The Burning of Our Schools
An account published in this week’s issue of the burning of the Portland, Ore., high school again brings to mind the enormous destruction of school property in this country through fire. It has been estimated by statisticians that there is an average of one fire per day throughout the year in schools in this country. Whether or not this is an exaggeration the fact remains that the destruction by fire of school buildings is entirely too frequent and is in a great many cases the result of either carelessness or ignorance on the part of some one.
At this time of the year fires in schools are especially frequent from the fact that the furnaces are lit for the first time often by janitors who take little trouble to first see that the heating apparatus of the school is in efficient and safe condition. Defective or improperly cleaned flues, smoke pipes rusted or in otherwise dangerous condition, the furnaces themselves defective or improperly taken care of and many other causes can be assigned for these fires. However, in tracing them to their origin the human element can generally be found to be at fault.
While fortunately in many instances these fires have occurred in other than schools hours and when the buildings were vacant or nearly so, in some cases, notably in the Covington, Ga., fire, described in this week’s issue, and that at Colby College in Waterville, Me., lives have been lost.

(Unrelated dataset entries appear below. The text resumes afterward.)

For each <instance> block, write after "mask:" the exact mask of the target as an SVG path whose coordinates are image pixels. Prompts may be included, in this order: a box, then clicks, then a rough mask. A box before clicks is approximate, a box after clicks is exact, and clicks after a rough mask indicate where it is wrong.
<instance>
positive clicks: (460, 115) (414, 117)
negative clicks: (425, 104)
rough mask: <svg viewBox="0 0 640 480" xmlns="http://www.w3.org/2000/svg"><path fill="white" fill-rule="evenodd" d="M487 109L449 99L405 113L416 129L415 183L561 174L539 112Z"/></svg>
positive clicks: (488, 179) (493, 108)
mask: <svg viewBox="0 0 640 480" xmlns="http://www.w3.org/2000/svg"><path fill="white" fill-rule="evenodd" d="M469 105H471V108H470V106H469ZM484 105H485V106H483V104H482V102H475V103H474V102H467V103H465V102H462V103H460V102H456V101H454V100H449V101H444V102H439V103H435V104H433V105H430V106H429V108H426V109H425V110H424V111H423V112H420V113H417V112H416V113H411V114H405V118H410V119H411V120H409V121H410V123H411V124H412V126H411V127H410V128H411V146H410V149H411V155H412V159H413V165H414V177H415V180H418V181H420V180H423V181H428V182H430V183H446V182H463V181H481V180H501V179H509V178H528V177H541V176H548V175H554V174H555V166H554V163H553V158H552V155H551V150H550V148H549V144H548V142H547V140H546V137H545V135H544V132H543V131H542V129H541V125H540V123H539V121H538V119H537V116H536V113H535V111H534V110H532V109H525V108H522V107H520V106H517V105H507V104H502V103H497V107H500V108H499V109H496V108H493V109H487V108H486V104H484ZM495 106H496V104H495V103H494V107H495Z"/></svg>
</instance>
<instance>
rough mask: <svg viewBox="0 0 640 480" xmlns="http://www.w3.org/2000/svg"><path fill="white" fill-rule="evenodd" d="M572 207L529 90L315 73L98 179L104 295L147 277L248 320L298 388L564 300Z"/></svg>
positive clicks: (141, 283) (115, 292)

Of course the first matter to be attended to is to see that the heating apparatus before it is lighted for the cold season is in perfect condition and safe to use. If this had been done, many of these fires would not have occurred and they only serve to illustrate the necessity for attending to this important matter. But aside from precautions of this kind it is very essential that every means be adopted for taking care of fires when they do occur and in preventing panic among the scholars in case the fire happens during school hours. Fire drills should be carefully and frequently carried out so that the teachers and scholars know exactly what to do in case of an alarm and are taught to do this coolly and without confusion. Means should be provided for taking care of small fires in the buildings; extinguishers should be installed and scholars instructed in their manipulations; hose standards should be placed in positions on all floors and all other means of quickly handling a fire should be provided. But even more important is the means for summoning the city fire department. There should be placed in an easily accessible position a fire alarm box in every school building, and the scholars should he instructed in the proper method of sending an alarm and taught that the first act in discovering a fire should he to pull the box and summon the fire department. After that the handling of the fire and attempts at its extinguishment until the arrival of the department should follow. All of these matters if properly attended to would reduce very largely the number of unnecessary school fires, which seem to be on the increase.